Managers worried customers might not want to follow all of the safety rules, like staying six feet apart or not going straight to the bar for a drink, Hefley said. There were a “few instances” where servers had to split tables up because more than five peopled tried to sit there, he said. But for the most part, everyone follows the rules.
“They are excited to be out and basically go play. I’m kind of curious what will happen after two or three weeks have passed. … Are people still going to be as compliant? But so far, so good. Everyone has played nice.”
Adapting to the rules can also challenge staff. For example, the face mask requirement makes it harder to breathe when they are “running circles for six, seven hours” when the tavern is busy.

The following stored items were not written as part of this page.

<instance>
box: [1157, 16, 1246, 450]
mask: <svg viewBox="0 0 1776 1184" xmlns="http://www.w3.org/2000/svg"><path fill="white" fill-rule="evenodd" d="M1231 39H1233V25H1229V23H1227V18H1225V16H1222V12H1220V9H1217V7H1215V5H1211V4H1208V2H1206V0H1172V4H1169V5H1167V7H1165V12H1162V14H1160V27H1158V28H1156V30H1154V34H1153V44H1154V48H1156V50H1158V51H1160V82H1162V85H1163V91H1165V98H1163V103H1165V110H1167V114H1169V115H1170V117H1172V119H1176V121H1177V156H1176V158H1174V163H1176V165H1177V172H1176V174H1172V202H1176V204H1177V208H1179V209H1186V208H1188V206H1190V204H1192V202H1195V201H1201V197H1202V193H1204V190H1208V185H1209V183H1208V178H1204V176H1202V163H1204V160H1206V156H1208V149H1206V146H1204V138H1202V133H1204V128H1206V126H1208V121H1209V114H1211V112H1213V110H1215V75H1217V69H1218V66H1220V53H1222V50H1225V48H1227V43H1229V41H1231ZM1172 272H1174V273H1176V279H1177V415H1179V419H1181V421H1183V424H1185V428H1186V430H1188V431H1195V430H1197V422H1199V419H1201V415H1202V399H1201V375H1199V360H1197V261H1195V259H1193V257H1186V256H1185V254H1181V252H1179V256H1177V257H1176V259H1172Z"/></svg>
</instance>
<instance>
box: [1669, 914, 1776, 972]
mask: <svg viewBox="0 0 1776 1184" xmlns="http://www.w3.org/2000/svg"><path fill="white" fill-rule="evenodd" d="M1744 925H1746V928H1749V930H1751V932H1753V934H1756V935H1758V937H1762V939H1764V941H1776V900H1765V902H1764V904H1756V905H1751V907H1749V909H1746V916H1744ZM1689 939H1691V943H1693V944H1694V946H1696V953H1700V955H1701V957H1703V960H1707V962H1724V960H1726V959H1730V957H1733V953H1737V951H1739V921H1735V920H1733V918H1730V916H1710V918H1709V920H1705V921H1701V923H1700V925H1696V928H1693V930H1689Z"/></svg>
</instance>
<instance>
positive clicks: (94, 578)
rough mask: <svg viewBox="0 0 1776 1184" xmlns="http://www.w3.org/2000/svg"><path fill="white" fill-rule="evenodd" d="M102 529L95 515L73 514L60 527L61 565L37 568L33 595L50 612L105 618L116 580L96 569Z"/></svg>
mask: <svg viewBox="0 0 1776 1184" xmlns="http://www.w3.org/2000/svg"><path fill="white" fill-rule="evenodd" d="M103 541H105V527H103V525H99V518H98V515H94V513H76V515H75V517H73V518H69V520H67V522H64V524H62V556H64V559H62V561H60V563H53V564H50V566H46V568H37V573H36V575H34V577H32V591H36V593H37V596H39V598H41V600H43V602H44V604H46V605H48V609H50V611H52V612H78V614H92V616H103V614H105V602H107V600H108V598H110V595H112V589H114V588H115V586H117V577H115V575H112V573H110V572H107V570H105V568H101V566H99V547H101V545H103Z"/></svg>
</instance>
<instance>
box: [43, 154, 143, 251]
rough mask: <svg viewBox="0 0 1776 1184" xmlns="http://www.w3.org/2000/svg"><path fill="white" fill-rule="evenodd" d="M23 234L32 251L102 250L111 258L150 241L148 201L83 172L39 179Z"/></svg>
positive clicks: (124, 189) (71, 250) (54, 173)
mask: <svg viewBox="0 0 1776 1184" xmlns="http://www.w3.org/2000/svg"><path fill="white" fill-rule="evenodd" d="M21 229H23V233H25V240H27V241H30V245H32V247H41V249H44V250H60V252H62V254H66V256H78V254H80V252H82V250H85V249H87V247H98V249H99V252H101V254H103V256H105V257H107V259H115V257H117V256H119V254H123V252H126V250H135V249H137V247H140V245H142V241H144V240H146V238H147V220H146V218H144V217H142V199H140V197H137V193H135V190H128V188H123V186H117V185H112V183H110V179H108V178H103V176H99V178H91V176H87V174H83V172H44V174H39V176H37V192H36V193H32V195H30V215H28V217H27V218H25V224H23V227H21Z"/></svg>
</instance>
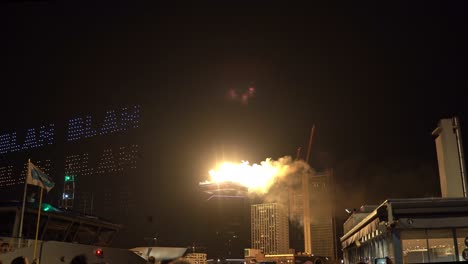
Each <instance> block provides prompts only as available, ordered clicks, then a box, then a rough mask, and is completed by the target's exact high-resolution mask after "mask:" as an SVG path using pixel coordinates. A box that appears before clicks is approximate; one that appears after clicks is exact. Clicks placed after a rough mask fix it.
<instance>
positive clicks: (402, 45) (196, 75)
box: [0, 1, 468, 212]
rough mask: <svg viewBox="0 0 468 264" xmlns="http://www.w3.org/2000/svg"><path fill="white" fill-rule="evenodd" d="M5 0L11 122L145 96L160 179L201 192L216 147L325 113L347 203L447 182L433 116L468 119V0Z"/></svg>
mask: <svg viewBox="0 0 468 264" xmlns="http://www.w3.org/2000/svg"><path fill="white" fill-rule="evenodd" d="M74 4H76V3H74ZM1 9H2V11H1V17H2V26H1V27H2V38H1V39H2V41H1V46H0V54H1V55H0V57H1V58H2V60H1V64H2V70H1V75H0V78H1V84H0V85H1V87H2V95H1V103H0V120H1V122H2V126H1V131H4V130H7V128H8V129H11V128H18V127H25V126H26V127H27V125H25V124H29V123H30V122H33V123H35V124H38V123H40V122H43V120H54V119H64V118H68V117H71V116H74V115H76V114H77V113H86V112H92V111H103V110H106V109H108V108H112V107H116V106H120V105H129V104H130V105H132V104H141V105H142V115H143V116H144V120H145V125H144V129H145V137H144V144H145V146H146V148H147V149H152V151H151V153H147V156H146V157H147V160H148V159H153V160H154V162H155V164H157V166H158V168H157V169H155V172H156V174H157V175H156V176H154V177H161V182H160V183H161V186H160V187H158V188H162V189H165V190H162V191H161V194H160V195H161V197H164V196H165V195H166V194H169V193H170V192H171V191H175V190H173V189H174V187H170V184H171V183H173V182H176V183H178V184H180V186H182V187H181V189H180V190H179V191H180V192H181V193H184V194H182V195H181V196H183V198H182V201H183V203H187V204H186V205H190V202H192V201H193V199H192V196H191V195H192V194H193V193H195V192H196V189H195V187H196V183H197V182H199V181H201V180H204V179H205V175H206V172H207V170H208V169H210V168H211V166H212V165H213V164H214V162H215V160H216V157H220V156H222V154H223V153H224V155H225V156H226V157H228V158H231V159H237V160H241V159H246V160H250V161H252V162H259V161H262V160H264V159H265V158H267V157H272V158H274V159H276V158H279V157H282V156H285V155H294V153H295V149H296V148H297V147H298V146H303V147H305V146H306V144H307V140H308V134H309V131H310V127H311V125H312V124H315V125H316V134H315V138H314V144H313V148H312V165H313V167H320V166H323V164H324V160H330V162H329V163H331V165H332V166H333V167H334V168H335V171H336V178H337V184H338V186H337V190H338V193H337V201H338V204H337V208H338V211H339V212H341V211H344V210H342V209H343V208H346V207H348V208H349V207H358V206H360V205H361V204H376V203H379V202H380V201H382V200H384V199H385V198H391V197H395V198H396V197H401V198H403V197H425V196H437V195H440V190H439V186H438V184H439V182H438V171H437V161H436V152H435V145H434V142H433V137H432V136H431V131H432V130H433V129H434V128H435V127H436V125H437V122H438V120H439V119H440V118H445V117H451V116H453V115H458V116H459V117H460V118H461V122H462V125H464V126H463V129H464V131H468V125H467V124H468V109H467V107H465V105H466V103H465V102H466V97H465V96H464V94H466V93H464V90H465V87H467V75H466V69H467V68H466V61H467V59H468V56H467V49H466V47H468V41H467V40H468V39H467V30H466V28H467V26H468V23H467V21H466V20H467V19H466V15H465V14H466V11H467V10H466V8H465V6H464V5H462V2H461V1H460V2H450V3H445V2H442V1H441V2H430V1H421V2H418V3H415V2H413V3H404V4H395V3H390V4H389V5H384V4H379V5H375V4H374V5H368V4H359V3H355V2H353V3H352V4H351V3H348V4H345V5H328V6H320V5H316V6H313V5H308V6H299V5H292V6H286V5H285V4H283V5H276V6H275V5H272V4H263V5H260V4H259V5H253V4H251V5H240V4H239V5H232V6H221V5H219V6H198V5H174V6H162V5H160V6H158V5H153V6H134V5H132V6H131V5H118V4H115V3H112V4H111V3H108V4H107V5H89V6H80V5H73V4H71V3H67V4H66V5H65V6H62V5H56V4H49V3H47V2H38V3H31V2H24V3H10V4H6V5H4V6H3V7H2V8H1ZM250 84H254V85H255V88H256V96H255V98H252V99H251V100H250V101H249V103H248V104H247V105H244V104H241V103H238V102H233V101H230V100H228V99H227V97H226V94H227V92H228V90H229V89H237V90H239V91H244V90H246V89H247V88H248V87H249V85H250ZM324 157H329V158H324ZM167 175H170V176H167ZM166 185H167V188H166V187H165V186H166ZM167 197H169V198H170V197H171V196H166V198H167ZM168 200H170V199H168ZM181 203H182V202H181Z"/></svg>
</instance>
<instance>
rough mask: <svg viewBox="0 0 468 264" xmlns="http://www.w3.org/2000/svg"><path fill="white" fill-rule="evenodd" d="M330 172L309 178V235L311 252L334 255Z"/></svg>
mask: <svg viewBox="0 0 468 264" xmlns="http://www.w3.org/2000/svg"><path fill="white" fill-rule="evenodd" d="M332 188H333V184H332V172H331V171H326V172H322V173H316V174H315V175H314V176H312V177H311V178H310V185H309V192H310V194H309V195H310V237H311V244H312V253H313V254H314V255H318V256H324V257H330V258H335V257H336V235H335V234H336V232H335V231H336V230H335V222H334V221H335V219H334V209H333V208H334V207H333V204H334V203H333V200H334V197H333V189H332Z"/></svg>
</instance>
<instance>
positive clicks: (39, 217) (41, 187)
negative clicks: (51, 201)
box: [34, 187, 44, 264]
mask: <svg viewBox="0 0 468 264" xmlns="http://www.w3.org/2000/svg"><path fill="white" fill-rule="evenodd" d="M39 188H41V194H40V195H39V209H38V210H37V225H36V238H35V240H34V260H37V261H36V263H37V264H39V260H38V259H37V237H38V235H39V223H40V222H41V207H42V191H43V190H44V188H42V187H39Z"/></svg>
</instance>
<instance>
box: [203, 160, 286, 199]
mask: <svg viewBox="0 0 468 264" xmlns="http://www.w3.org/2000/svg"><path fill="white" fill-rule="evenodd" d="M287 169H288V165H284V164H281V163H280V162H274V161H271V159H267V160H265V161H262V162H261V163H260V164H252V165H250V164H249V162H248V161H242V162H241V163H232V162H224V163H222V164H221V165H219V166H218V167H217V168H216V169H212V170H210V171H209V173H210V176H211V180H210V182H212V183H221V182H235V183H239V184H241V185H243V186H245V187H247V188H248V189H249V191H250V192H260V193H266V192H268V189H269V188H270V186H271V185H272V184H273V183H274V182H275V180H276V178H278V177H281V176H283V175H285V173H286V171H287Z"/></svg>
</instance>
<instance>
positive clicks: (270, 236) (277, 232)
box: [251, 203, 289, 254]
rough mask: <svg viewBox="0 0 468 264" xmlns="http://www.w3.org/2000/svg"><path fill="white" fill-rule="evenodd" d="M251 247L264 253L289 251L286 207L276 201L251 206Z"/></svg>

“But at that point you just have to step outside, let the mask off and breathe,” Hefley said. “We’ve all supplied our own masks. … If we forgot one at home, we have a bunch here just in case.”
Buying masks and other personal protective equipment is an added cost for restaurants, as are other safety requirements, said Mike Julian, owner of the Kelso Theater Pub and Backstage Cafe.
“Now you have to print new menus that are disposable. You have to add hand sanitizer. You have to take out half your tables. The list goes on,” he said. “It all adds up to make it even harder to get over that hump to survive.”
Plus at half capacity — and no movie theater until Phase 3 — “there’s no way I can pay my bills,” he said.
Still, some income is better than no income. The costs are worth it for Julian if it means bringing customers and employees back.
“Paying 50% of the bills is better than paying 20% of the bills or no bills. My hole will be less deep when we are able to open and recover,” he said.
He reopened the Backstage Cafe Thursday.
“I”m looking forward to having some energy in here and being able to get back alive,” Julian said in an interview with TDN Wednesday.